# Need a canine first aid kit



## Sivin (Nov 23, 2006)

We'll probably be taking a long car trip this summer and I would like to assemble a first aid kit for Cara. I know I can do this myself and the info is online, but I was wondering whether any rescue might have such a kit all assembled, perhaps as a fund raiser. Appreciate any leads. Thanks.


----------



## GoldenJoyx'stwo (Feb 25, 2007)

Sivin said:


> We'll probably be taking a long car trip this summer and I would like to assemble a first aid kit for Cara. I know I can do this myself and the info is online, but I was wondering whether any rescue might have such a kit all assembled, perhaps as a fund raiser.

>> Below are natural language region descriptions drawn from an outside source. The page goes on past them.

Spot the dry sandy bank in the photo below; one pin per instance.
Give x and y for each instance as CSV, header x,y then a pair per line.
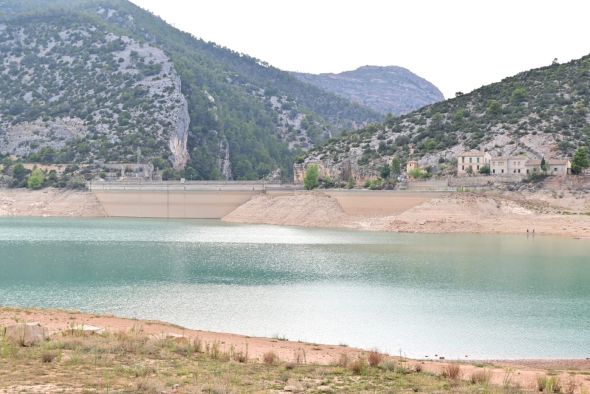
x,y
49,202
523,373
505,213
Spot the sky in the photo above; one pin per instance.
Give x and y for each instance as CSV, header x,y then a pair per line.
x,y
459,45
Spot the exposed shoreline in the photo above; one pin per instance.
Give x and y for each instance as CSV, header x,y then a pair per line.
x,y
490,213
521,372
561,213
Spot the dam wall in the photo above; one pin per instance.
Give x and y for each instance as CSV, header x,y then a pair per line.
x,y
210,200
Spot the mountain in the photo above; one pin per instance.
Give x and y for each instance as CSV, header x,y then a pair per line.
x,y
394,90
103,81
539,113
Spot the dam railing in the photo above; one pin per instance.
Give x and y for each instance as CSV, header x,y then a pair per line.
x,y
167,186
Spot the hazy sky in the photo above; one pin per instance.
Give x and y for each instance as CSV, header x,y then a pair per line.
x,y
458,45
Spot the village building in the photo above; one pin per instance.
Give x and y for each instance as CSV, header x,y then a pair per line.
x,y
508,165
511,165
411,165
472,162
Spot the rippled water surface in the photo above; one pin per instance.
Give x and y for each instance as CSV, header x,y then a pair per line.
x,y
453,295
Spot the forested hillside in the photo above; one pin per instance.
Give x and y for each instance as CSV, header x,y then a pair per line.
x,y
388,90
92,81
543,112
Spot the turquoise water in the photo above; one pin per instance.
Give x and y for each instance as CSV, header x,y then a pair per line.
x,y
452,295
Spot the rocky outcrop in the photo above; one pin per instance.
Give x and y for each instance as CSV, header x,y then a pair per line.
x,y
394,90
224,160
179,138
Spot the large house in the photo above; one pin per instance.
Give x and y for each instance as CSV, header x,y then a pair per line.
x,y
510,165
472,162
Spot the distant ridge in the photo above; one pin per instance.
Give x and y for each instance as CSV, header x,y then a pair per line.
x,y
390,89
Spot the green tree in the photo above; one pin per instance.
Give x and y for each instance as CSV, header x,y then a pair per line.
x,y
485,170
310,181
36,180
494,107
396,166
518,95
580,160
19,174
544,166
385,171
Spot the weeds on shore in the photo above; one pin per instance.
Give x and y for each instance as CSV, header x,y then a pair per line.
x,y
134,361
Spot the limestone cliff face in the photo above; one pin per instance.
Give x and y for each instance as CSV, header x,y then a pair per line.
x,y
224,160
85,94
179,137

Appreciate any leads. Thanks.


I think the American Red Cross has them available. The Red Cross will be at Ryley's Run selling them.


----------



## Jackson'sMom (Oct 13, 2007)

I took a doggy first aid class at the Red Cross, and I do believe they have canine first aid kits available. If you can't get to Ryley's Run, check the ARC Web site. REI might have them, too, but I'm not sure.

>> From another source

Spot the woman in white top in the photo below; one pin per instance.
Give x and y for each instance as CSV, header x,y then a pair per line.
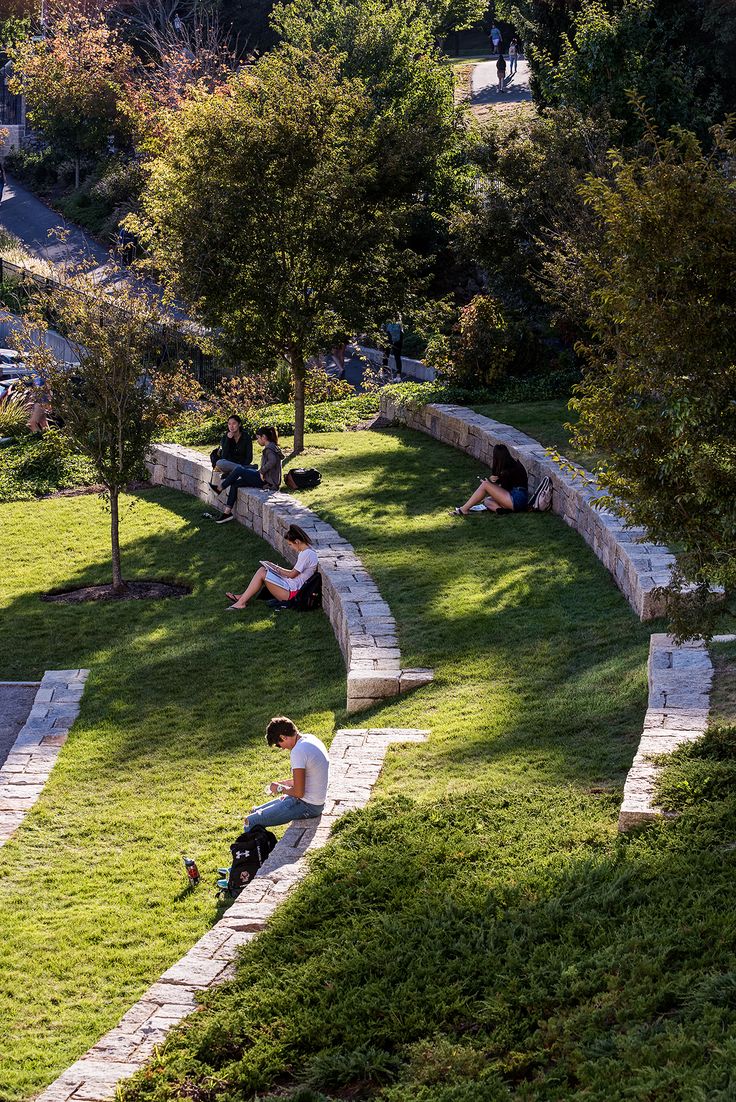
x,y
280,581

Update: Checked the Red Cross Web site today, and it says the dog and cat first aid kits will be available this summr.


----------



## Sivin (Nov 23, 2006)

Thanks for the input. Will pursue!


----------



## Maggies mom (Jan 6, 2006)

I googled first aid kits for dogs...there were a ton of them out there....I ordered one and there was a list from forum ppl saying what they had in theres so I added things.


----------



## time4goldens (Mar 13, 2006)

I have a few left from the Homeward Bound fundraiser a few years ago. They are good quality supplies. If you email me at [email protected],
I will send you a list of the contents. They are $20.00 and whatever shipping might cost, about $5.00 probably.


----------



## Celeigh (Nov 29, 2007)

After looking at the pictures of the rubble in China today (and living in earthquake country ourselves) I realized that some dog booties would be good things to have in the old emergency kit.


----------